Vermont Couple's Primitive Hockey Stick Valued at $3.5 Million | Off Message

Vermont Couple's Primitive Hockey Stick Valued at $3.5 Million


Bill Fitsell with the Morse Stick in 2015 - COURTESY OF ED GRENDA
  • Courtesy of Ed Grenda
  • Bill Fitsell with the Morse Stick in 2015
For decades, Germaine and Gary Morse kept the stick in an umbrella stand by the entryway in their Vermont home.

Germaine’s brother, Anthony Bean, had found the weathered, slightly crooked piece of wood inside his grandmother’s Northfield home after buying it in 1980. Knowing his sister’s affinity for family mementos, Bean gave it to her, thinking it was an old field hockey stick or something.

“He thought it might be a conversation piece,” said Germaine, 70.

It's certainly a conversation piece now. That piece of wood is a primitive ice hockey stick that could be 170 years old. It was appraised at $3.5 million and is up for auction online through May 16, with a starting bid of $100,000.

The heirloom was little more than an afterthought, sitting in an old crock the Morses use as an umbrella stand, until about six years ago. That’s when Germaine saw something online about a circa 1850s hockey stick owned by Gordon Sharpe. Known as the “Rutherford Stick,” it looked awfully similar to Germaine’s own — and had been appraised at $4.5 million.

“It piqued my interest,” Germaine said with a laugh. “I thought, ‘Well, maybe I better look into this.’”

One of the first things they did was buy a 700-pound gun safe to store the stick in. They told only a few family members about their find and didn’t tell friends or neighbors.

“We didn’t want anybody trying to find it,” Germaine said. “We’re kind of worrywarts!”

  • Courtesy of April Maloney
  • The Morse Stick
Germaine started investigating online, “and one thing would lead to another,” she said. But they often hit dead ends.

She tracked down many of the people who helped verify and research information about the Rutherford Stick. Among those were famed hockey historian Bill Fitsell and Phil Pritchard, the curator at the Hockey Hall of Fame in Toronto and the man best known as the keeper of the Stanley Cup, the NHL’s historic championship prize.

“He liked the stick and said he’d like to have it [at the Hall of Fame] on display, but he wasn’t allowed to purchase it,” Germaine said.

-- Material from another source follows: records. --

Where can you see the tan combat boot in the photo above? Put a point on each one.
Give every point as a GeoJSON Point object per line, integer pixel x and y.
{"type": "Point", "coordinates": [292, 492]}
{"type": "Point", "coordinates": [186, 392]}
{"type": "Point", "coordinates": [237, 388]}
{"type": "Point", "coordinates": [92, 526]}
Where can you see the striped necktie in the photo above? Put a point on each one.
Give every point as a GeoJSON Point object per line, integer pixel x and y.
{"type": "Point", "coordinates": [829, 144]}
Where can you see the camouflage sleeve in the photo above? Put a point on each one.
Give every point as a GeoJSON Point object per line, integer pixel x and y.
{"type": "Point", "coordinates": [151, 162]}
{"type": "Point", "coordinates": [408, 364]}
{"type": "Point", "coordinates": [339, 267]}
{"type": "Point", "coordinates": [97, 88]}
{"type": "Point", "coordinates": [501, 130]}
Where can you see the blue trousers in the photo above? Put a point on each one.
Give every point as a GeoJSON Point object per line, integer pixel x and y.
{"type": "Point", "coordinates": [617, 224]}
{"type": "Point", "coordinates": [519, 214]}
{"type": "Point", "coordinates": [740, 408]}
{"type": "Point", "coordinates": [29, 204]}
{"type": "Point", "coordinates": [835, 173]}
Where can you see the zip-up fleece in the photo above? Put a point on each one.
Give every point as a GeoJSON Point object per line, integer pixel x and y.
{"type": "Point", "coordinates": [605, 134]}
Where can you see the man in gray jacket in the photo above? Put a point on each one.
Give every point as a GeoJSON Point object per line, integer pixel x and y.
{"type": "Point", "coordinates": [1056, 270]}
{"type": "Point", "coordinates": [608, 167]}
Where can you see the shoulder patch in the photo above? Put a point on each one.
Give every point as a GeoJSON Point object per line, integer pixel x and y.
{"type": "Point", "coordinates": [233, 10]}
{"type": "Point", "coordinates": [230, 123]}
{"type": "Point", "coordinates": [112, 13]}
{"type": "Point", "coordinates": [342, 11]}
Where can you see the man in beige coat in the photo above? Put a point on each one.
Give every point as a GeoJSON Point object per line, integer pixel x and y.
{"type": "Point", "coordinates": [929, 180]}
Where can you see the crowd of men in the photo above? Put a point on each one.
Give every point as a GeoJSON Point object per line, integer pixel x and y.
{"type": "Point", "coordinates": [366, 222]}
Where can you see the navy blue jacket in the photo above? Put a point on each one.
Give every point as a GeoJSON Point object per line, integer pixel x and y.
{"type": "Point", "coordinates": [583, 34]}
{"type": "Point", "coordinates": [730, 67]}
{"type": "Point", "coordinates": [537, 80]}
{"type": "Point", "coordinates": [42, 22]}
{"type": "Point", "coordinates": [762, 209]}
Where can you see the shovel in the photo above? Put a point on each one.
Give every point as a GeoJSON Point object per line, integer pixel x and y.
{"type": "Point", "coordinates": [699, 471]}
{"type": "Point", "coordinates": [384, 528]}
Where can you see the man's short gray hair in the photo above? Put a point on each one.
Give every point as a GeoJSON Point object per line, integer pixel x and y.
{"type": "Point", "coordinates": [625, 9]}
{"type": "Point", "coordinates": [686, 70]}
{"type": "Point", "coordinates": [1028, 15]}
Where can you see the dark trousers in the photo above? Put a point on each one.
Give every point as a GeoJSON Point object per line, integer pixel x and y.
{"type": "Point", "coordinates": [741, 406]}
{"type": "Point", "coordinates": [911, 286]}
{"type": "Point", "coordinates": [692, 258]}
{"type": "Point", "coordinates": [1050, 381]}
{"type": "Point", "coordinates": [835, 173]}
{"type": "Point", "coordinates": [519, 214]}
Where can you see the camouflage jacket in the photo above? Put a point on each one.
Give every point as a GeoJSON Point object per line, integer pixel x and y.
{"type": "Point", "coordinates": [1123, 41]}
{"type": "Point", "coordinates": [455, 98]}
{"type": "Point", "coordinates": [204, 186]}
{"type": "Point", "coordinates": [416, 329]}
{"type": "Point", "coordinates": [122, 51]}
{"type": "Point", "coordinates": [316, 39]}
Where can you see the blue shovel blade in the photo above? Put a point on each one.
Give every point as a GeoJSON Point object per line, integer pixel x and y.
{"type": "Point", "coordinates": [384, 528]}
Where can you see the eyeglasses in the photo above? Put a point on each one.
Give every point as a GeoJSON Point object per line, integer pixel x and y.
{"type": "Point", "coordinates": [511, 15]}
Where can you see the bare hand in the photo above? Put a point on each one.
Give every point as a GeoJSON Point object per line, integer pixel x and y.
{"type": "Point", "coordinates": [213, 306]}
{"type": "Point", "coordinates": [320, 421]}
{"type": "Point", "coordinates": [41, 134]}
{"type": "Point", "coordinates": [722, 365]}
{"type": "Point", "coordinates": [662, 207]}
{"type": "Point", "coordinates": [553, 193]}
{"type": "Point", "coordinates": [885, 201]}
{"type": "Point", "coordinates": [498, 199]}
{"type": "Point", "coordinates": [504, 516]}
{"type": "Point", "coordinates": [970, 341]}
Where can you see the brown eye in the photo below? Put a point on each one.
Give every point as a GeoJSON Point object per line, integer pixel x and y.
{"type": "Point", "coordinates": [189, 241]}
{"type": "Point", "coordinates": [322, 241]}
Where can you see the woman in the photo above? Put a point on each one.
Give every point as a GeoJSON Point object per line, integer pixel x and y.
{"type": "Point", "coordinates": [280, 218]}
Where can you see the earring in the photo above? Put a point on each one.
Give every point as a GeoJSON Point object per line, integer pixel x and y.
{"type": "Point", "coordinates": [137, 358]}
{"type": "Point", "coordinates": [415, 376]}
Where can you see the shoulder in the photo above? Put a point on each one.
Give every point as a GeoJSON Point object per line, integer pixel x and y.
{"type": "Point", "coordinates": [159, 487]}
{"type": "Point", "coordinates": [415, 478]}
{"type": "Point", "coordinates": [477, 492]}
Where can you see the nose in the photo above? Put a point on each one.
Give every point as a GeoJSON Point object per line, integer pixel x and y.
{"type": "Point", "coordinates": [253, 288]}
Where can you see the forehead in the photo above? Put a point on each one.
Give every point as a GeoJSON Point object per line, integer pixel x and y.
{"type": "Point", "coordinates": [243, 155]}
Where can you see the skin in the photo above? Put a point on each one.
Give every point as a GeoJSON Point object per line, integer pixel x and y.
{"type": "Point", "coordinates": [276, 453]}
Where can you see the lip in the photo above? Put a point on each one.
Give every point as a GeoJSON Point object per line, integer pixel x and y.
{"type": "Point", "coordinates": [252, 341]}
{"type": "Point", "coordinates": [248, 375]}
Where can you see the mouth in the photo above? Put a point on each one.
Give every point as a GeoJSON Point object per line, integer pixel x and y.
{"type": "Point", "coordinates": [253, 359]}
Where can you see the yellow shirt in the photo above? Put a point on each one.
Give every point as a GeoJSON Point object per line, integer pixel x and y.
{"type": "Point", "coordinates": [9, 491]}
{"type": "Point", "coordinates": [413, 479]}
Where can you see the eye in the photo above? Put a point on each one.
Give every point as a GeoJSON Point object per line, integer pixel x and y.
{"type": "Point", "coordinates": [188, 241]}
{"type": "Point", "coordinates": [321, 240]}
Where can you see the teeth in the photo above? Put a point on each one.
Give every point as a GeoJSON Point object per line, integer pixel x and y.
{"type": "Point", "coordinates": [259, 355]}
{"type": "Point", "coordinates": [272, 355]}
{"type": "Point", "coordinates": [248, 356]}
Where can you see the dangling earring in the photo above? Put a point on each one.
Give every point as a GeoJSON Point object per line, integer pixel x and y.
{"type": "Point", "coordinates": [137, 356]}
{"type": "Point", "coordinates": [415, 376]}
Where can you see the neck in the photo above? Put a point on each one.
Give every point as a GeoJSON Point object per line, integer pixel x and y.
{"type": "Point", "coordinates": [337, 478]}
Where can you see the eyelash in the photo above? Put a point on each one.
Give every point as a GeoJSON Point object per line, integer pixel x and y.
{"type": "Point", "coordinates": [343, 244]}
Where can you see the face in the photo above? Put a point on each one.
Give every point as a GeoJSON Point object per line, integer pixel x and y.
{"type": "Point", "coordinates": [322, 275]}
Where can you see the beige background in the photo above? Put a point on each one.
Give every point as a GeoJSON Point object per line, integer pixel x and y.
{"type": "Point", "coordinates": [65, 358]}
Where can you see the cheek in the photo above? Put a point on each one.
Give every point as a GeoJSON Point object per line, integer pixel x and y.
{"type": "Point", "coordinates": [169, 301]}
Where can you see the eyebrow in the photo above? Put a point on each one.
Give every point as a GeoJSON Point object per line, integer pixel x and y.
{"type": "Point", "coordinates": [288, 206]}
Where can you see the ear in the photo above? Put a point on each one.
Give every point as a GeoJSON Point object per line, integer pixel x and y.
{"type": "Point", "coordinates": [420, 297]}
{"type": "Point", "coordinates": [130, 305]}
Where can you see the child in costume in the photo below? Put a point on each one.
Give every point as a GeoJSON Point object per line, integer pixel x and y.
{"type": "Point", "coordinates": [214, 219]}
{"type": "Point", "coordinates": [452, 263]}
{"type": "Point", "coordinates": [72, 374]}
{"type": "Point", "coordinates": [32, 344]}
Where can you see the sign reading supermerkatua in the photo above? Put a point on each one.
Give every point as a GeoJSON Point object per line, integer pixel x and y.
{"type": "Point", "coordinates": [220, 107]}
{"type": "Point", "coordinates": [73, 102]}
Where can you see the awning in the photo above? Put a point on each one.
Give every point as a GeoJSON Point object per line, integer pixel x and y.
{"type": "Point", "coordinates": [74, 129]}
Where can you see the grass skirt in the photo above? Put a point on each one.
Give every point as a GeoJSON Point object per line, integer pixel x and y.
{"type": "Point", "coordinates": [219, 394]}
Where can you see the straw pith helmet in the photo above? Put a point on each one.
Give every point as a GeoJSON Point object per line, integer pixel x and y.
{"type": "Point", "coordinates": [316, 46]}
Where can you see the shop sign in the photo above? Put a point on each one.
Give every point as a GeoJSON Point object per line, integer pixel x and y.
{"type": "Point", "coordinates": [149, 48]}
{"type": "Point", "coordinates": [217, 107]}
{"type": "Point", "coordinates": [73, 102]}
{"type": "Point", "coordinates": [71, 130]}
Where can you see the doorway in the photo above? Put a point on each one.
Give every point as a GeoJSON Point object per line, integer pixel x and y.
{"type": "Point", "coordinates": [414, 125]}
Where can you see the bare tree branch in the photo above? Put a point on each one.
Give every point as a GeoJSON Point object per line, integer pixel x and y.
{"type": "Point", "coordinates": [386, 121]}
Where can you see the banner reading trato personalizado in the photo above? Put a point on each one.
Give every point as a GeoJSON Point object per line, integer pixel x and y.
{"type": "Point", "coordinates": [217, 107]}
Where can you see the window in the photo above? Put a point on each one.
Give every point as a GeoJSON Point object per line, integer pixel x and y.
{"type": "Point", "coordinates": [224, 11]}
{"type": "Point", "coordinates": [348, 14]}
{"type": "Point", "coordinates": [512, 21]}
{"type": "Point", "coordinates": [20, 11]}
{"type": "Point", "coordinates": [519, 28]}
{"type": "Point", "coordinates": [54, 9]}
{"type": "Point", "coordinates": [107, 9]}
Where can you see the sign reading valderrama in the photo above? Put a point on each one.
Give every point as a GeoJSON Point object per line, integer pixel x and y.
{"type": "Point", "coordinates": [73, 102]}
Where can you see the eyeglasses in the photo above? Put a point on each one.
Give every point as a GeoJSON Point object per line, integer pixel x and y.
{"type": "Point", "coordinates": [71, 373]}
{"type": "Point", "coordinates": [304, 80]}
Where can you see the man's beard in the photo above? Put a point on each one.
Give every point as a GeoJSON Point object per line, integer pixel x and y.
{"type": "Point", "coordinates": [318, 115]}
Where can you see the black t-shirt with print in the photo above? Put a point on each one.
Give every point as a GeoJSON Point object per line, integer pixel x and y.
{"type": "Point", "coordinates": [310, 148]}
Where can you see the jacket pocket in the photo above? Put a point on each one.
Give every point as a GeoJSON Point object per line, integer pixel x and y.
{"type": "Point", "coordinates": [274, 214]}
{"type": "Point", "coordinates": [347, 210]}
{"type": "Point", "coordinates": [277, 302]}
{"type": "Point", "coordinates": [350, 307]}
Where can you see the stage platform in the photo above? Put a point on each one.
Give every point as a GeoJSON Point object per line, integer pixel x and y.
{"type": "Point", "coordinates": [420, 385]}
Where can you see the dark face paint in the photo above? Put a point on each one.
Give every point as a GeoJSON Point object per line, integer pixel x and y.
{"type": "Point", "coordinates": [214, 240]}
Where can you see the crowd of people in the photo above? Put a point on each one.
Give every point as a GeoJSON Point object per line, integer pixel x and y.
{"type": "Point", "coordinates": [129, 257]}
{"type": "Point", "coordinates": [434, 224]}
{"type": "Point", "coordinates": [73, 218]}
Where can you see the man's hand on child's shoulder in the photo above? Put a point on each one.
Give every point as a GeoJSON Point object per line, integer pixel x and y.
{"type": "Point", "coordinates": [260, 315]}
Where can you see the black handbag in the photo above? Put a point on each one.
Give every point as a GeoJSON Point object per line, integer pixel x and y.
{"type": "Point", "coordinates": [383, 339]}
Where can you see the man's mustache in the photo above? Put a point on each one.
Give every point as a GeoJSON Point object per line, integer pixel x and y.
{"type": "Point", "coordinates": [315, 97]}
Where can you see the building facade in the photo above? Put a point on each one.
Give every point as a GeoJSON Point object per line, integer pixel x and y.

Before getting an appraisal, the Morses made several trips to Canada to confer with experts, and they had wood analysis and carbon dating done on the stick, among other research. That analysis found that the stick dates to somewhere between the 1850s and 1870s, an age that makes it one of the oldest hockey sticks still in existence.

The Morses also learned that the stick was made from a single branch of a hornbeam tree; someone hand-carved the stick’s blade. Members of the Miꞌkmaq First Nation in Nova Scotia used the trees to make hockey sticks, Germaine said she learned during her research. While the first organized indoor ice hockey game was played in Montréal in 1875, the game’s roots date much further back.

Former Buffalo Sabres head coach Ted Nolan holding the Morse Stick in 2017 - COURTESY OF GARY MORSE
  • Courtesy of Gary Morse
  • Former Buffalo Sabres head coach Ted Nolan holding the Morse Stick in 2017
Germaine’s French Canadian grandfather was born in Nova Scotia and later moved to Vermont, so Germaine suggested it’s possible he brought the stick with him, “though we just don’t know,” she said. If he had, it would have likely first belonged to her great-grandfather, then ultimately ended up in her grandmother’s Northfield home.

“It’s been a very interesting journey,” Gary, 71, said of all the research, which included exploring Germaine’s family genealogy.

The Morses were floored when they finally got the appraisal: $3.5 million.

They eventually hooked up with Goldin Auctions, a sports collectibles auction company in New Jersey, and got the stick listed this week. The auction runs through May 16, and bidding generally intensifies toward the end.

“I’m hoping that, seeing as everybody has to stay at home, they’ll have nothing to do but bid!” Gary quipped.

The Morses now feel more free to speak publicly about their valuable antique. It's no longer in the gun safe at their Roxbury home but is in the hands of the auction house, stored in a New Jersey vault until the bidding is over and the winner claims it.
  • Courtesy of Goldin Auctions
  • The Morse Stick
The couple doesn’t have any expectations of what the stick will fetch. They plan to split the proceeds 50-50 with Germaine’s brother, as he’s the one who found it and gifted it to them.

“I don’t get too excited over the money part until it goes down the road,” Germaine said. “I don’t let it go to my head. We’re just hoping to build up a little retirement again.”

Said Gary: “Whatever we get, we get.”